5.4 Crowdsource Hacks
- To initiate crowd-sourcing for a class of 150 computer science students we can
- Divide the class into groups: Depending on the size of the task, divide the class into smaller groups of 4-5 students each and define the problem or task: Clearly state the problem or task you want the students to solve or contribute to
- We can also Set up a platform and Choose an appropriate platform, such as GitHub, Google Drive or a project management tool, for the students to collaborate and submit their work, furthermore we will Assign each student a specific role such as a project manager, researcher, developer, or designer.
- Provide guidelines: Provide clear guidelines and instructions for the students on how to collaborate, communicate, and submit their work
- Regularly monitoring the progress of the students and provide feedback and guidance where necessary. Another important task we can do is evaluate the submissions based on the guidelines and criteria provided, and provide feedback to the students.

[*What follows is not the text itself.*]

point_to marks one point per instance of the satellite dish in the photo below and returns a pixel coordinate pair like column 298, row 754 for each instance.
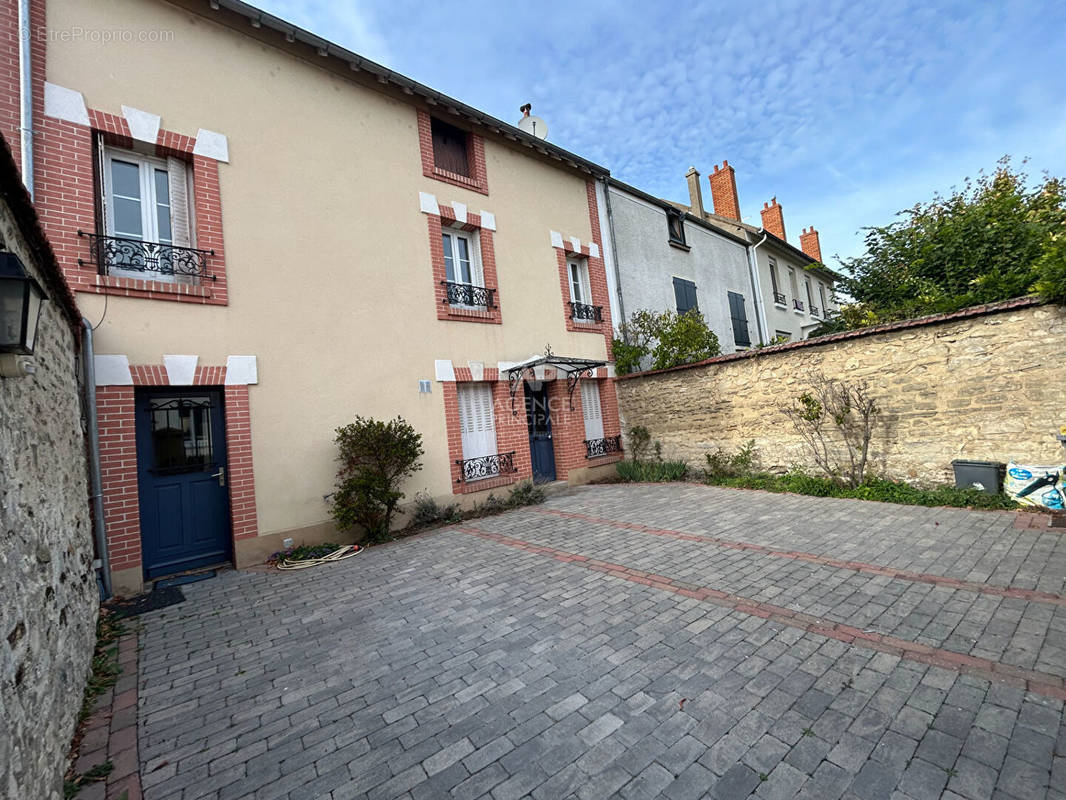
column 534, row 125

- Crowd-Sourcing for our fitness program. To implement crowd sourcing in a fitness tracking web app we can:
- Encourage user engagement: Provide incentives for users to share their fitness data, such as challenges, rewards, or recognition on a leaderboard.
- Collect and store user data by Creating a database or use an API to collect and store user-generated fitness data, such as workout routines, progress, and other metrics.
- Implement data sharing features: Allow users to share their fitness data with others, either through social media integration, direct sharing with friends, or by making it public to all users.
- Analyze the crowd-sourced data to provide insights, generate personalized recommendations, or create a community-wide analysis of trends and patterns.
- Foster a community by encouraging users to engage with one another and provide resources such as forums, discussion boards, or messaging systems to facilitate collaboration and support.